Reed Morano’s upcoming Amazon series “The Power” will not shoot in Georgia in protest of the state’s new abortion law, the director said Tuesday.

“It felt wrong to us to go ahead and make our show and take money/tax credit from a state that is taking this stance on the abortion issue,” Morano wrote in an Instagram post on Tuesday. “We just couldn’t do it.”

Earlier on Tuesday, it was announced that the feature “Barb and Star Go to Vista Del Mar,” starring the “Bridesmaids” team of Kirsten Wiig and Annie Mumolo, had pulled out of filming in the state in response to the anti-abortion “heartbeat bill” recently signed into law.

An adaptation of Naomi Alderman’s novel, the 10-episode series “The Power” takes place in a world where “suddenly, and without warning, all teenage girls in the world develop the power to electrocute people at will. It’s hereditary, it’s inbuilt, and it can’t be taken away from them.”

Produced by Sister Pictures and directed and produced by Morano, “The Power” was set to shoot on location around the world, including in Georgia. However, Morano said in an interview with Time that she had “no problem stopping the entire process instantly.”

“I’m sorry if the work moves away from where you live. But having this basic fundamental right for women is more important than anything in this moment in time,” said Morano, whose directing credits include “Halt and Catch Fire” and “The Handmaid’s Tale.”

The so-called “heartbeat” law, signed by Georgia governor Brian Kemp, is designed to prevent abortions after a fetal heartbeat is detected, which could be as early as six weeks into pregnancy. The law will go into effect Jan. 1, 2020, unless it is blocked in the courts. Legal challenges are expected.

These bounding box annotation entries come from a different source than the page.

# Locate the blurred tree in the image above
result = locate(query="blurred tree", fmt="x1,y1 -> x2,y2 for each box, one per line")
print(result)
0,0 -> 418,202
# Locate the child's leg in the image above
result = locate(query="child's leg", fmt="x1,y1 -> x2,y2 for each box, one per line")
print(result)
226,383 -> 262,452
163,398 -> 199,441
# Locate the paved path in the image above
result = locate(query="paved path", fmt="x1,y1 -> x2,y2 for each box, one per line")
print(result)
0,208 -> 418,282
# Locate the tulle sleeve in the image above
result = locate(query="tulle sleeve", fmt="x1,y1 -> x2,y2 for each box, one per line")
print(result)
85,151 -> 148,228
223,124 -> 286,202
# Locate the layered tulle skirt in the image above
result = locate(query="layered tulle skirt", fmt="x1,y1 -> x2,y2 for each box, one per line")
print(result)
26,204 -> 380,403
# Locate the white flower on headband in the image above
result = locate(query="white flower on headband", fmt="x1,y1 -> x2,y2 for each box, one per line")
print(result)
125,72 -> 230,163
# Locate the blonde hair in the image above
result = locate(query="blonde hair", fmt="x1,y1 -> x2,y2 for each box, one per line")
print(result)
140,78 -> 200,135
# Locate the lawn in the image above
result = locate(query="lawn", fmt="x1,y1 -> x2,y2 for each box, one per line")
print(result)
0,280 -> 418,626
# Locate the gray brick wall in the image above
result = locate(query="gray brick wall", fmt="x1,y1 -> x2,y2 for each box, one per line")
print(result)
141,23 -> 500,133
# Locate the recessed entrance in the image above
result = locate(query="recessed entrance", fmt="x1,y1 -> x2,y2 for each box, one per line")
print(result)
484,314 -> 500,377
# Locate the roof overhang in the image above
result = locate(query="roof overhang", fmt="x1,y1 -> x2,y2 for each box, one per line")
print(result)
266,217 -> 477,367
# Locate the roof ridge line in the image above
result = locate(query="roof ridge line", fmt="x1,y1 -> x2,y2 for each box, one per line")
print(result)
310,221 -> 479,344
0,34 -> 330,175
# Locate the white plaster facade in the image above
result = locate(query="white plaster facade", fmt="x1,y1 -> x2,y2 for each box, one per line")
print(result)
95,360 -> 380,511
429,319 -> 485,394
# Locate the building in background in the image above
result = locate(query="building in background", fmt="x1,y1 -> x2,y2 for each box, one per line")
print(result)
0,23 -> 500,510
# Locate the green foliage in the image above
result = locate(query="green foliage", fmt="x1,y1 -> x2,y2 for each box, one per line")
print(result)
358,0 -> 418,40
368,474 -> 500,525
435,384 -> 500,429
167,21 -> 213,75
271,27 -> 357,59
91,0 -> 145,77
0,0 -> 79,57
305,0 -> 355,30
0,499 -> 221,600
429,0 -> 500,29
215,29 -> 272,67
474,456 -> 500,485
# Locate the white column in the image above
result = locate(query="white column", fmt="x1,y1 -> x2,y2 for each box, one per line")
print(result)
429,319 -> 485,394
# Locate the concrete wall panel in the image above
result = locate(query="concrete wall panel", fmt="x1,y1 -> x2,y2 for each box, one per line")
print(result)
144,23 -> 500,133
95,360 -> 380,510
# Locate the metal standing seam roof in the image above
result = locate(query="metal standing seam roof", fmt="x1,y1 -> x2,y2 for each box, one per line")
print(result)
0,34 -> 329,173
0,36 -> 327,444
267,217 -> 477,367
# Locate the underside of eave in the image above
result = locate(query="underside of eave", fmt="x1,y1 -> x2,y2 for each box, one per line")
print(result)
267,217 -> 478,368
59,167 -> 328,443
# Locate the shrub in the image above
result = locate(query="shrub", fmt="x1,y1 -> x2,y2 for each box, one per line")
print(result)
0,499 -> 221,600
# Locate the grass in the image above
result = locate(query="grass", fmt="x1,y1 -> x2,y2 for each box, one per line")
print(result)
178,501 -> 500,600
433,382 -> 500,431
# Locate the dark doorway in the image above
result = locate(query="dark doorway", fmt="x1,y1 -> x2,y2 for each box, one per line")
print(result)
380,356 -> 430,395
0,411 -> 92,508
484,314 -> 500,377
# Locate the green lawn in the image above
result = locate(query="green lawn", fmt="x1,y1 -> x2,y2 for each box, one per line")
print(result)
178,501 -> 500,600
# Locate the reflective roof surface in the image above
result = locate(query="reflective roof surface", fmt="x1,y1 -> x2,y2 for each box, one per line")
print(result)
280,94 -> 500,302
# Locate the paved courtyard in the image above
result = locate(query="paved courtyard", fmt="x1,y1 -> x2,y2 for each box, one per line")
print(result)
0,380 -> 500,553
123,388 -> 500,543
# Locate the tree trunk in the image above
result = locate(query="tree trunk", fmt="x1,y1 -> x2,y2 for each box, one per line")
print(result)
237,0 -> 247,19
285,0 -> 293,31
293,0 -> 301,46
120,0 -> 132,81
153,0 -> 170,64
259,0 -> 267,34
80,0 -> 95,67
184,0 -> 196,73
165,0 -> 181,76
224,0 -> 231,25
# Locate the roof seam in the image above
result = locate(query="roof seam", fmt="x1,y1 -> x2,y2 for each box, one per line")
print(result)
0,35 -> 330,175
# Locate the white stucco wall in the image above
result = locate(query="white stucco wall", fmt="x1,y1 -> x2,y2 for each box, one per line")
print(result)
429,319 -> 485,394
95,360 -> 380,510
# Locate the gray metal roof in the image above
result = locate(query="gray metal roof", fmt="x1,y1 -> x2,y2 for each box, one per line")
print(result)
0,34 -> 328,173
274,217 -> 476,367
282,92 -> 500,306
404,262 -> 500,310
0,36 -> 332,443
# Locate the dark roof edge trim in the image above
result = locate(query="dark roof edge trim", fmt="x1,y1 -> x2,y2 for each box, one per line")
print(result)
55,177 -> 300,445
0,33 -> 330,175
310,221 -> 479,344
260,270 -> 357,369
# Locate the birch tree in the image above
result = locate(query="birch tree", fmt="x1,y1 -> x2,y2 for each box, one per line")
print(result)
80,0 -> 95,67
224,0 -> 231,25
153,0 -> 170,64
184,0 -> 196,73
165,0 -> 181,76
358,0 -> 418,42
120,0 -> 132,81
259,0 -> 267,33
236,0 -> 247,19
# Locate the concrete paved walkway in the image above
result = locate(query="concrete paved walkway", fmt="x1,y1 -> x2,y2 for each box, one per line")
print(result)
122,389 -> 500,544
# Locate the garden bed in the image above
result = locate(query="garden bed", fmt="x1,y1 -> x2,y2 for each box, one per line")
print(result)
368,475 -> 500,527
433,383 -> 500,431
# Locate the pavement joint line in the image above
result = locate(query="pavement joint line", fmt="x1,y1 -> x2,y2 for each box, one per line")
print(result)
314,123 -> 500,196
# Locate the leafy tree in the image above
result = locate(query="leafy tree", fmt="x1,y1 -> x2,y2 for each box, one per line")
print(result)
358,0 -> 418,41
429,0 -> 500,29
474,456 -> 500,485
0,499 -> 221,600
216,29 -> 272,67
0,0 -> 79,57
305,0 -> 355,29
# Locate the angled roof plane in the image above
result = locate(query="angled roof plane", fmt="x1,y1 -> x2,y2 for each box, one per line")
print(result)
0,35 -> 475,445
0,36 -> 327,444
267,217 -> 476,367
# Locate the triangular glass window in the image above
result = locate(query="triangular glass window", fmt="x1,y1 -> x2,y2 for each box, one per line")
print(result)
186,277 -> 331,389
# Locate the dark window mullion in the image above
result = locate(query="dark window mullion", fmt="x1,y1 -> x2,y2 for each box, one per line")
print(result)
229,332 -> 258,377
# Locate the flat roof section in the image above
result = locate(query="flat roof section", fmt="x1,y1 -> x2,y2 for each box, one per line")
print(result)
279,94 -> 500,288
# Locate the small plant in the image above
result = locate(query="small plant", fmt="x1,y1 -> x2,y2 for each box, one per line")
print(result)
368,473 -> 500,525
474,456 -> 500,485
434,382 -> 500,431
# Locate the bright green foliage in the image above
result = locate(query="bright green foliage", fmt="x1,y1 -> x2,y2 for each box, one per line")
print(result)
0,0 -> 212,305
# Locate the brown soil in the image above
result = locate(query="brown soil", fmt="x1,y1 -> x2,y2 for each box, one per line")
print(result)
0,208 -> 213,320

Last week Imagine Entertainment announced that filming for its Netflix film “Hillbilly Elegy” would remain in the state, but the company would donate to ACLU of Georgia in opposition to the bill, and Imagine would consider a boycott if the law were to take effect.

Similarly, producers Peter Chernin and Jenno Topping of the Fox film trilogy “Fear Street” and the TV series “P-Valley” said the productions would remain in the state, but that the producers would be making a “significant donation” to ACLU.

Others have boycotted production in the state altogether, including producers David Simon, Christine Vachon, Mark Duplass and Neal Dodson.

“The best thing we can hope for is if everyone has a united stance and pulls the money out,” Morano told Time. “Maybe we can have a quick reversal to these laws and then everyone gets what they want.”